The MORPHO study was a double-blind, randomised, placebo-controlled trial to test really two things: first, do all patients with a FLT3-ITD AML who are going to transplant benefit from post-transplant maintenance therapy with gilteritinib? The second very important question is can we use measurable residual disease to determine who benefits, on the assumption that not everybody is going to benefit?

The trial was conducted worldwide over really about a three-year period. Results show that there actually is an apparent benefit overall, but it did not reach its predetermined level of statistical significance at 0.05. It missed it by a whisker, 0.0518, but really those of us that designed the trial designed it to tell us how to use these drugs. We made the assumption that not everyone would benefit and, in fact, we were labelled by some as unethical for running such a trial because many people thought the issue was already settled and everyone should get FLT3 inhibitor. Whereas, in fact, the pretrial hypothesis that MRD would tell us who benefits was exactly correct, and the Kaplan-Meier curves split perfectly along those lines with clear benefit for those patients who had MRD around the transplant time versus no benefit for those who didn’t. 

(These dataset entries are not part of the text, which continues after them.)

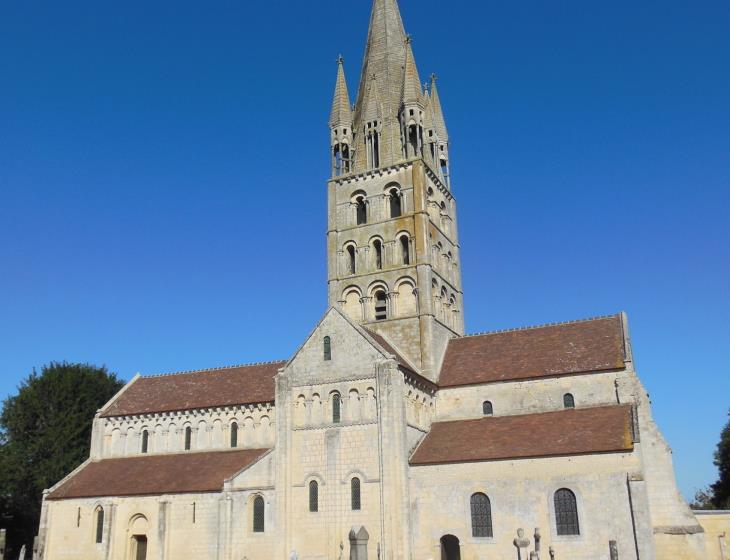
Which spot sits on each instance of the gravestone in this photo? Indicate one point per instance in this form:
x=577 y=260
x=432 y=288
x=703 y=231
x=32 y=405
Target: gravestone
x=359 y=544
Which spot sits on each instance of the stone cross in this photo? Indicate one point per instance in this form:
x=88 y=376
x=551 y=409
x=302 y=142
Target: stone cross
x=521 y=542
x=359 y=544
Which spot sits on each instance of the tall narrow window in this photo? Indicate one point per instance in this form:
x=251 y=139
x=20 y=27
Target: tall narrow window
x=566 y=513
x=381 y=306
x=351 y=264
x=396 y=207
x=313 y=496
x=405 y=250
x=99 y=525
x=327 y=349
x=481 y=516
x=361 y=210
x=234 y=434
x=378 y=246
x=258 y=515
x=355 y=494
x=336 y=404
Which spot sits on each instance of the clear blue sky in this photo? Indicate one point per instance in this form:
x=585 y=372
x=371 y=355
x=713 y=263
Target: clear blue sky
x=163 y=168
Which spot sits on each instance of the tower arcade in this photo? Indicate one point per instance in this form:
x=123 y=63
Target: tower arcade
x=393 y=249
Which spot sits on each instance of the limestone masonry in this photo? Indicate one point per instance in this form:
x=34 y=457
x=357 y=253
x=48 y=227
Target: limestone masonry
x=389 y=434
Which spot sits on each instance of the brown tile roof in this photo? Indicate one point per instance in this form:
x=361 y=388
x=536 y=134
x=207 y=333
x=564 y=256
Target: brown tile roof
x=156 y=474
x=565 y=432
x=567 y=348
x=200 y=389
x=389 y=349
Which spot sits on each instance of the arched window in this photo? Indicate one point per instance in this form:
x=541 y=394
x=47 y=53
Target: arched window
x=381 y=306
x=234 y=434
x=336 y=404
x=351 y=264
x=481 y=516
x=258 y=515
x=188 y=437
x=378 y=253
x=405 y=250
x=361 y=211
x=566 y=513
x=355 y=494
x=99 y=525
x=396 y=204
x=327 y=349
x=313 y=496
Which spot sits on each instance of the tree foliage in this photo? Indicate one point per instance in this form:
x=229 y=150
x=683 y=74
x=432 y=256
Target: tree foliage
x=45 y=433
x=721 y=488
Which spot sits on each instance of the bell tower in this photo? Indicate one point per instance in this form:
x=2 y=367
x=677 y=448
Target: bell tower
x=393 y=248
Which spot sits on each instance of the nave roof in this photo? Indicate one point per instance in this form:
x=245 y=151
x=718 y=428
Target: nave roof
x=580 y=431
x=152 y=475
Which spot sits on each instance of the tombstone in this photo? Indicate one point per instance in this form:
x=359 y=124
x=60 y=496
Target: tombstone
x=521 y=542
x=359 y=544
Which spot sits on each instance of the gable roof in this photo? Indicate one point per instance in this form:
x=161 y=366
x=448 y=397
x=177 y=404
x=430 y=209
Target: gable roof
x=566 y=432
x=389 y=349
x=198 y=389
x=585 y=346
x=156 y=474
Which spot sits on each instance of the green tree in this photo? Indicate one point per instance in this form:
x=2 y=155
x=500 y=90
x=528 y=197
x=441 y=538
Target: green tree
x=721 y=488
x=45 y=433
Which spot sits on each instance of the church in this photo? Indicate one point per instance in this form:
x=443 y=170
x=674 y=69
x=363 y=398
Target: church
x=390 y=434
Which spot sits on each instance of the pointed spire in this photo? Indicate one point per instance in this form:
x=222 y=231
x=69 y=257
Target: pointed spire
x=341 y=108
x=381 y=81
x=412 y=92
x=439 y=123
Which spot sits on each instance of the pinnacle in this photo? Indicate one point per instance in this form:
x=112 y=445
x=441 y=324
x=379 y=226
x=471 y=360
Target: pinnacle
x=341 y=108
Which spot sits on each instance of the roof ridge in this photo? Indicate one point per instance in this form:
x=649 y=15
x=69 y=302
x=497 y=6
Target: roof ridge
x=185 y=372
x=542 y=326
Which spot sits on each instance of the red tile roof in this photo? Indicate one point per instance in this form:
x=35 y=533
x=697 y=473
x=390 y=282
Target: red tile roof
x=568 y=348
x=399 y=358
x=156 y=474
x=201 y=389
x=565 y=432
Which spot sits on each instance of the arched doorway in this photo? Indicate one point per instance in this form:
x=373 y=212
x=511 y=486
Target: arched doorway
x=138 y=538
x=450 y=548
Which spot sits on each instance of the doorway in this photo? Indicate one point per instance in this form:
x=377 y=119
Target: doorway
x=450 y=548
x=140 y=547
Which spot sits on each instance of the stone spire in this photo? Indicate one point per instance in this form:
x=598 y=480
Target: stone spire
x=412 y=92
x=341 y=114
x=382 y=79
x=437 y=114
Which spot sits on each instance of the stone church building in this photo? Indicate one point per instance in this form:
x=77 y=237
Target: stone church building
x=389 y=434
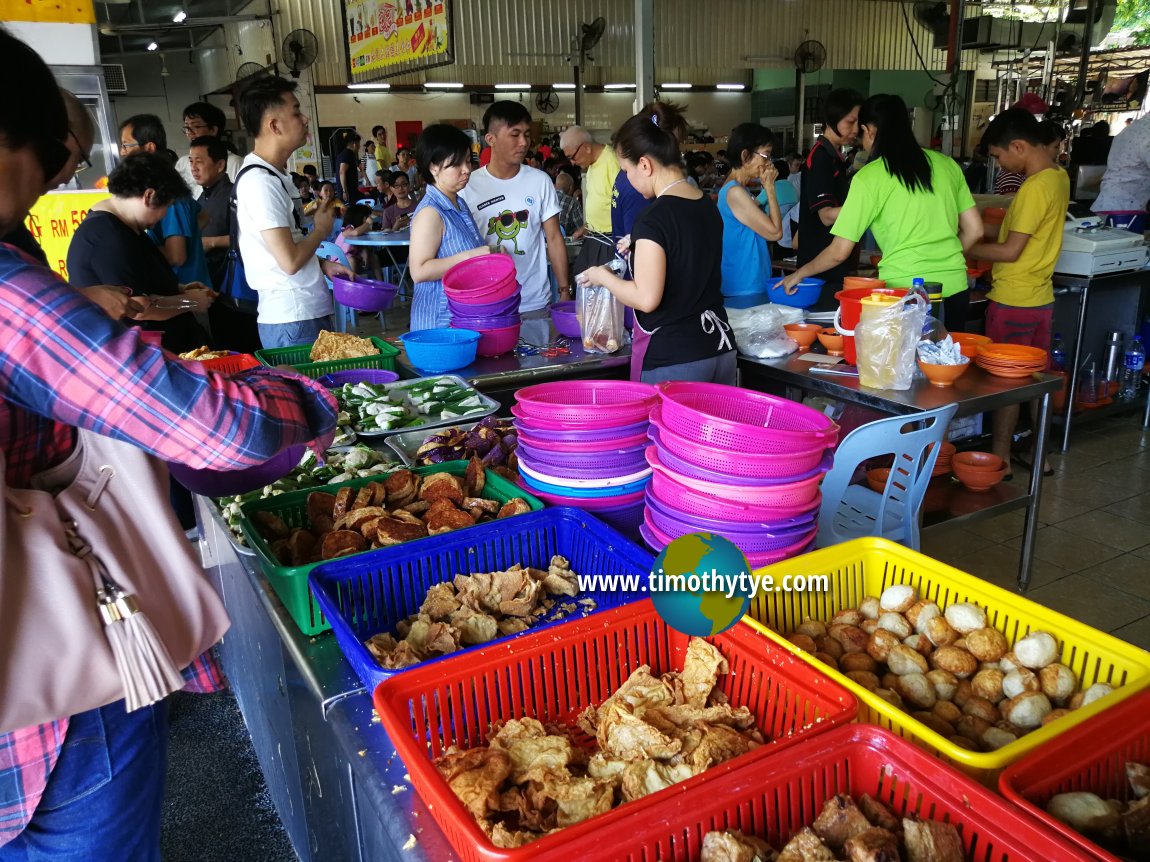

In addition, we’ve uncovered causes of toxicity, intolerability, things that we can use to guide clinicians in using these drugs going forward, so there’s a tremendous amount of data that’s going to come out from this trial, not just that MRD positive patients get the drug.

How might this research impact future treatments?

This was the first example where we used MRD to truly guide a specific therapy. In addition, we have demonstrated that a FLT3-ITD mutation is an acceptable marker for MRD, it used to not be considered that. So at this point now, we have to start using this MRD approach for these patients to guide future therapies, future drug development.